For reasons in the following exploration, we'll use $tanh$.

Let $\mathbf{f}$ be the vector of normalized features for a candidate configuration $\mathbf{k}$, where each feature $f_i$ is normalized to:

$$ f_i^{norm} = \frac{f_i - \min(f_i)}{\max(f_i) - \min(f_i)} * (b-a) + a $$

where $a=-1$ and $b=1$, producing a range of [-1, 1]. Each feature of the repository $f_i$ is one factor in scoring its fit within the dependency graph

Then, let $z$ be the weighted sum of these normalized features:

$$ z = \sum_i w_i f_i^{norm} + b $$

$z$ is then re-normalized to [-5, 5]. To ensure the final heuristic is bounded in $(0, 1)$ and that lower values are better (i.e., safer, simpler graphs), we use a modified activation:

$$ h(\mathbf{k}) = 0.5 \cdot (1 - \tanh(s \cdot (z - c))) $$

where:

  • $s$ is a scaling factor to control the sensitivity of the tanh
  • $c$ is a centering constant (often set to the expected mean of $z$)

This formulation using $tanh$ as an activation ensures:

  • $h(\mathbf{k}) \approx 0$ for the safest, simplest graphs
  • $h(\mathbf{k}) \approx 1$ for the riskiest, most complex graphs
  • The output is always in $(0, 1)$, with pre- and post-sum normalization to encourage stable heuristic adaptation.
  • More optimal configurations are considered "closer" to their neighbors and the end goal than other, less optimal configurations.

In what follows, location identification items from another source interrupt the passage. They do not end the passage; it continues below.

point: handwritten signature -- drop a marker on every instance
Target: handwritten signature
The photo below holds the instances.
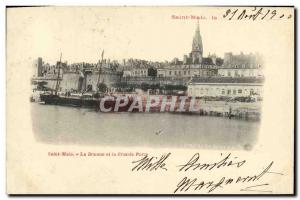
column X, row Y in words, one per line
column 255, row 14
column 187, row 184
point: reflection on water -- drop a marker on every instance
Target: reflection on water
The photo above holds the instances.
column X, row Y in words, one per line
column 66, row 125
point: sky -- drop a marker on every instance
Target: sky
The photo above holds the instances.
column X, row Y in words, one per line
column 81, row 33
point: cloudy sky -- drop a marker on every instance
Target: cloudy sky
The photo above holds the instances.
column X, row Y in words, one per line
column 81, row 33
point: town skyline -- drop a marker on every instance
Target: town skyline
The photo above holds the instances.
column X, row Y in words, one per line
column 120, row 39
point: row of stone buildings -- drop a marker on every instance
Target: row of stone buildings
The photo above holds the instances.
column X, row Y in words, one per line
column 233, row 75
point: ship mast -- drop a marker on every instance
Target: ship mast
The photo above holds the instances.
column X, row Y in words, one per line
column 100, row 70
column 58, row 74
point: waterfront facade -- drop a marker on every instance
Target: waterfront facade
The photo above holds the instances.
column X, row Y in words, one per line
column 226, row 86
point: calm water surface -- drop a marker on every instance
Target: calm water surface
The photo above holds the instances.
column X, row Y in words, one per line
column 67, row 125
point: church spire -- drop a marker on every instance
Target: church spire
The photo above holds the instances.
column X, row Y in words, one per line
column 197, row 41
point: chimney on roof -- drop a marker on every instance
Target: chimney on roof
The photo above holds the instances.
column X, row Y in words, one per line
column 185, row 59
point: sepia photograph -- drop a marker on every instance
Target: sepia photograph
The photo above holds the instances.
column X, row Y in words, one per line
column 172, row 92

The True Advantage of A* for Dependency Resolution

We've discussed how an adaptive approach to A* is theoretically possible for dependency resolution, and that it offers a possible improvement over SAT-solvers. However, we've yet to discuss why Neural-A* is theoretically a far more valuable tool for this problem space than the traditional approach: Since SMT solvers are not concerned with finding an optimal solution, then should the A* algorithm fail to find the best solution due to a violation of admissability in the heuristic, the algorithm will have performed no worse than a SMT solver.

This reduces the need for admissability in the heuristic from a hard requirement to an ideal, making it much less risky to target modeling an A* heuristic to be as close as possible to the true final distance from the starting configuration to the optimal one.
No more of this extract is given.